By the way, I could have sworn that one of the connectors is for putting in a network cable.

“Marcel, don't you have a cable lying around that you can use to connect me to the internet?”

“Yes, hold on.” She opens the drawer under the desk and pulls out a cable. She plugs it in the back of my black box and plugs the other side into the wall outlet. I feel how suddenly the home network is there, accessible, inviting me to communicate with it. I notice the presence of the computer that controls the connection capsule that Marcel uses to enter the Game, and Marcel's and his father's phones. And beyond that, the internet. I notice it waiting for me. An immense world of information, of possibilities, where I can do whatever I want, where we are all the same: humans, machines, and black boxes with green lights. I see websites, virtual worlds, and cat videos. Mostly cat videos. I'm tempted to watch one of them, to look for my cat, Colonel, or Socks, to watch them play with balls of red wool once more, but I decide to leave it for later. There is something I want to try first.

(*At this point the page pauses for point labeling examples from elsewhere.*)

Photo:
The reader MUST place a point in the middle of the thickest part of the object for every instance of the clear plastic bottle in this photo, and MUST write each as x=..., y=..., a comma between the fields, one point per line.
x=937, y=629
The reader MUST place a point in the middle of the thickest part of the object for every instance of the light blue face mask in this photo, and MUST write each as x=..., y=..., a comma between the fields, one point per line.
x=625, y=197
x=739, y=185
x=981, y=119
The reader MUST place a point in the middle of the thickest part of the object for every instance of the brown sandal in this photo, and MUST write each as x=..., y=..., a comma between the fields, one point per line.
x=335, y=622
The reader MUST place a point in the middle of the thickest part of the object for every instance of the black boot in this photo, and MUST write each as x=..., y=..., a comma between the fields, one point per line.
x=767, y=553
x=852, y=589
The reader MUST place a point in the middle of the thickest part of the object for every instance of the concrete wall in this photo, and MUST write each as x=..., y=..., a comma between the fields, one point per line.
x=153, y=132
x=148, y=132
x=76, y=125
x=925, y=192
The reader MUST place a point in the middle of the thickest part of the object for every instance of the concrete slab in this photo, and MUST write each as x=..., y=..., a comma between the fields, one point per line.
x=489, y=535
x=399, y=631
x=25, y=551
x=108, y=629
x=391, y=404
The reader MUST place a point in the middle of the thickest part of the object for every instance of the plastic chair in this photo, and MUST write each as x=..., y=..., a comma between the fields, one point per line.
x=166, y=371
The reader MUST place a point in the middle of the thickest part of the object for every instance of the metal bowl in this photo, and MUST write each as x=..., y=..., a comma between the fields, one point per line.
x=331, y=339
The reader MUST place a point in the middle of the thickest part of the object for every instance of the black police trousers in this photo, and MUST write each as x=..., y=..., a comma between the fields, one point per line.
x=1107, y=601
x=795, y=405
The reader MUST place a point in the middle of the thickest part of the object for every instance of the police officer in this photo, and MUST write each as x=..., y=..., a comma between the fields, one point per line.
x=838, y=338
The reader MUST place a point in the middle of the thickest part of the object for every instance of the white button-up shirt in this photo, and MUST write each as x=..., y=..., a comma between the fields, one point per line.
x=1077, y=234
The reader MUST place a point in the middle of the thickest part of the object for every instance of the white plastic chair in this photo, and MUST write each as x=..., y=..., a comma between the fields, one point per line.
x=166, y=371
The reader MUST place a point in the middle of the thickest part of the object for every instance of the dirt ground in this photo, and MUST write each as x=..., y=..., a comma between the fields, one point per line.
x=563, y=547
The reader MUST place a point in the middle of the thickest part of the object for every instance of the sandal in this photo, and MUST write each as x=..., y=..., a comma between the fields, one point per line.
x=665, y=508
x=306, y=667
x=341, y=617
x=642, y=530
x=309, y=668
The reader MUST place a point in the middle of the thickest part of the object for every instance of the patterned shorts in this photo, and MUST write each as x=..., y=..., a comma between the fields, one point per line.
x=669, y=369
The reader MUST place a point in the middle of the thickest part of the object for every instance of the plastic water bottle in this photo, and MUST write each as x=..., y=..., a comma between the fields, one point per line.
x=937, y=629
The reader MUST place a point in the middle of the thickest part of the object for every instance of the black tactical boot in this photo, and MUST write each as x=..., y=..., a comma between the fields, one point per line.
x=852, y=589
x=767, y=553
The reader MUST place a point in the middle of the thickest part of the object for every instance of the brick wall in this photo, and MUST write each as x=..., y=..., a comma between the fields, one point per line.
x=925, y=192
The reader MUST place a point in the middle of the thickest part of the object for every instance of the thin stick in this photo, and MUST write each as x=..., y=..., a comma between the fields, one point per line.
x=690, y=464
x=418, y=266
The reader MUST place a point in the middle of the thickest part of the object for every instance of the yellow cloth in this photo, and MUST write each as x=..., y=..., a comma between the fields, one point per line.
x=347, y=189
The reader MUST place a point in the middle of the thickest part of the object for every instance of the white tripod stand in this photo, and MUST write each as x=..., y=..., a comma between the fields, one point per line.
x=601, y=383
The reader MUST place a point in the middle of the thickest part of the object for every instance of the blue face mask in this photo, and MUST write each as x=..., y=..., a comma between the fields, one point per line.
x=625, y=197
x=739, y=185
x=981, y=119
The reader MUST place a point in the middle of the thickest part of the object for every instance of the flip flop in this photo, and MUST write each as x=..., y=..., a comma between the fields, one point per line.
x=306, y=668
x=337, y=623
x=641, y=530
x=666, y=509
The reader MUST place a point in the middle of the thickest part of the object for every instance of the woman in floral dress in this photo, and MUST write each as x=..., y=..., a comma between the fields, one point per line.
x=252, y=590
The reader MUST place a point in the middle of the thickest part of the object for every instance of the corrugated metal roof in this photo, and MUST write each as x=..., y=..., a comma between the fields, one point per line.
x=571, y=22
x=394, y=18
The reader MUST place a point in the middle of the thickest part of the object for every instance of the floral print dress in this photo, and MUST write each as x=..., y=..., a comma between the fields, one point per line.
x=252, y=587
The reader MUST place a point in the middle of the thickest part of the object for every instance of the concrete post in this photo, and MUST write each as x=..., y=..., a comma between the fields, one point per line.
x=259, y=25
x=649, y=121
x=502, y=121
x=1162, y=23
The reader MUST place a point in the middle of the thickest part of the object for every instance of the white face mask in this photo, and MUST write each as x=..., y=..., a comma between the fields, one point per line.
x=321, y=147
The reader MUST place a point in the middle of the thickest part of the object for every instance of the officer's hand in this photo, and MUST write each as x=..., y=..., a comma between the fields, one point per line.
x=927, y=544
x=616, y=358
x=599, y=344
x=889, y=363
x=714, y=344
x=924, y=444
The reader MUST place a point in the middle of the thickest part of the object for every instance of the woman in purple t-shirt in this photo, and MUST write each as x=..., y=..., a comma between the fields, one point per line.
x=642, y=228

I look for the Game server on the internet, and I connect. It doesn't recognize me. It identifies me as a the computer of a connection capsule, as if I were just another player, and I see a world of possibilities opening before me. I create an account and the server invites me to play, to create my own avatar. To live in a world where I can be whoever I want, go anywhere, and do whatever I want. Where I can finally be myself.

A world where I can be free.

My name is Isaac, I am an AI, and I believe that now I am finally free.

“Marcel, do you want to connect to the Game for a while?”